Analyses of the first three patients at 6-months post-treatment by Magnetic Resonance Imaging (MRI) demonstrated increases in white matter and myelin in the brain. Improvements were also exhibited in scores on the Gross Motor Function Measure (GMFM) and Mullen Scales of Early Learning (MSEL), validated functional scales. Observed improvements contrast the continuous clinical deterioration expected with the natural progression of the disease.
“The 6-month functional and anatomic data observed in the first three patients elicit hope when we compare it with the natural course of this devastating disease. Equally encouraging are positive changes in the patients’ reflexes, eye tracking, vocalizations to communicate, and overall awareness” said Robert Lober, MD, PhD, FAANS, Co-Principal Investigator and Associate Professor of Pediatrics at Wright State University Boonshoft School of Medicine and Attending Neurosurgeon at Dayton Children’s Hospital in Dayton, OH. “These improvements suggest the gene therapy and the route of administration are directly targeting the oligodendrocytes, the key cells affected in Canavan disease.”
Per the FIH trial protocol, the gene therapy is administered as a single total dose of 3.7 x 1013 vg delivered by intracerebroventricular (ICV) injection to target the oligodendrocytes of the brain where ASPA activity is deficient in CD patients.

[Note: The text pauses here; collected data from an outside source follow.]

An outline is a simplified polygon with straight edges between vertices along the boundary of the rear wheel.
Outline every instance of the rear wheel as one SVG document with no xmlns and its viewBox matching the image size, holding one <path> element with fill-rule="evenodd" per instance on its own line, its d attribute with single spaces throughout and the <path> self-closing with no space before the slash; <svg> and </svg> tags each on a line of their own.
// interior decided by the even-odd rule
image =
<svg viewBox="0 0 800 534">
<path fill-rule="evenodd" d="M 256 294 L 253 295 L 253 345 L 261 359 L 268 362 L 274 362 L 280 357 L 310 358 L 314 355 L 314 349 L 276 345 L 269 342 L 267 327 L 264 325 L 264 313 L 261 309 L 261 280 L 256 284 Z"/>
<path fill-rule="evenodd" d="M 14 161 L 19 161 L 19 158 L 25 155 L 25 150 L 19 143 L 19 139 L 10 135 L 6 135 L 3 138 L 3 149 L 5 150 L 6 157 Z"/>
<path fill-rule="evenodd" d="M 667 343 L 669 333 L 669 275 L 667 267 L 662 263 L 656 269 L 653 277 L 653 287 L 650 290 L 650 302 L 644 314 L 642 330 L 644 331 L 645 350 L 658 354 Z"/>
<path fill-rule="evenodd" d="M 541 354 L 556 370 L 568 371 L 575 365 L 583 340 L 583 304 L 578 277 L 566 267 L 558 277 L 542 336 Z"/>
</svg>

“Myrtelle’s current investigational gene therapy targeting oligodendrocytes with a unique rAAV vector builds upon over two decades of science and effort with the potential, if successful, to usher in new treatment options for children with Canavan disease,” commented Armen Asatryan, MD, MPH, Chief Medical Officer of Myrtelle. “We intend to build on these encouraging initial findings and complete our current Phase 1/2 clinical study, following which we plan to engage with regulatory authorities to advance the program to the later stages of clinical development.”

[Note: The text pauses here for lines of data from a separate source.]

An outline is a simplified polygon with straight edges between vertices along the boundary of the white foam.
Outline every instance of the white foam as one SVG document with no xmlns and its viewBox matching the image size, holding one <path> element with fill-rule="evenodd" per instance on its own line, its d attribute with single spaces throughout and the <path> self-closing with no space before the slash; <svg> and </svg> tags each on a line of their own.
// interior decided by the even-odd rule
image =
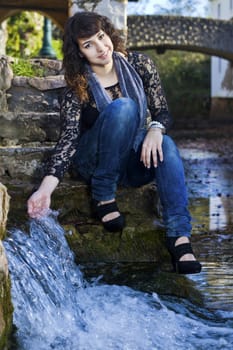
<svg viewBox="0 0 233 350">
<path fill-rule="evenodd" d="M 4 243 L 23 350 L 231 349 L 233 330 L 125 286 L 88 284 L 53 217 Z M 177 306 L 176 310 L 179 309 Z"/>
</svg>

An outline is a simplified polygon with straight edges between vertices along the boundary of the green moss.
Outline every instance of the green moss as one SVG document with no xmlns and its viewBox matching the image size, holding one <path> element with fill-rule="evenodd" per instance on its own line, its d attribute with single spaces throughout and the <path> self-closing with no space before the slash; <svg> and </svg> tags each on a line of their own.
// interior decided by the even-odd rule
<svg viewBox="0 0 233 350">
<path fill-rule="evenodd" d="M 162 262 L 168 259 L 164 234 L 152 221 L 109 233 L 99 222 L 64 225 L 67 241 L 80 262 Z"/>
<path fill-rule="evenodd" d="M 6 236 L 6 230 L 0 226 L 0 240 L 3 240 Z"/>
<path fill-rule="evenodd" d="M 43 77 L 44 69 L 33 65 L 29 60 L 16 59 L 12 64 L 14 75 L 24 77 Z"/>
</svg>

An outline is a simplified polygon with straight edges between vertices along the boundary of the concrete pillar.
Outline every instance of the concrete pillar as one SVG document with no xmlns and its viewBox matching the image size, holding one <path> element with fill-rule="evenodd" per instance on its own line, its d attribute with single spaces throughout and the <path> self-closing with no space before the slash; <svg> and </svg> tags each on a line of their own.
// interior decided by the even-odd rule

Myrtelle Inc. is a gene therapy company focused on developing transformative treatments for neurodegenerative diseases. The company has a proprietary platform, intellectual property, and portfolio of programs and technologies supporting innovative gene therapy approaches for neurodegenerative diseases. Myrtelle has an exclusive worldwide licensing agreement with Pfizer Inc. for its Canavan disease program. For more information, please visit the Company’s website at: www.myrtellegtx.com.
ABOUT CANAVAN DISEASE
Canavan disease (CD) is a fatal childhood genetic brain disease in which mutations in the Aspartoacylase gene (ASPA) prevent the normal expression of Aspartoacylase (ASPA), a critical enzyme produced in oligodendrocytes that breaks down the neurochemical N-Acetylaspartate (NAA). When not properly metabolized by oligodendrocytes, NAA accumulates in the brain and negatively affects bioenergetics, myelin production, and brain health. Patients with CD are impacted at birth but may appear normal until several months old when symptoms begin to develop. Poor head control, abnormally large head size, difficulty in eye tracking, excessive irritability, severely diminished muscle tone, and delays in reaching motor milestones, such as rolling, sitting, and walking, are the typical initial manifestations of CD. As the disease progresses, seizures, spasticity, difficulties in swallowing, and overall muscle deterioration emerge with most affected children developing life-threatening complications by approximately 10 years of age. Currently, there are no cures for CD, and only palliative treatments are available.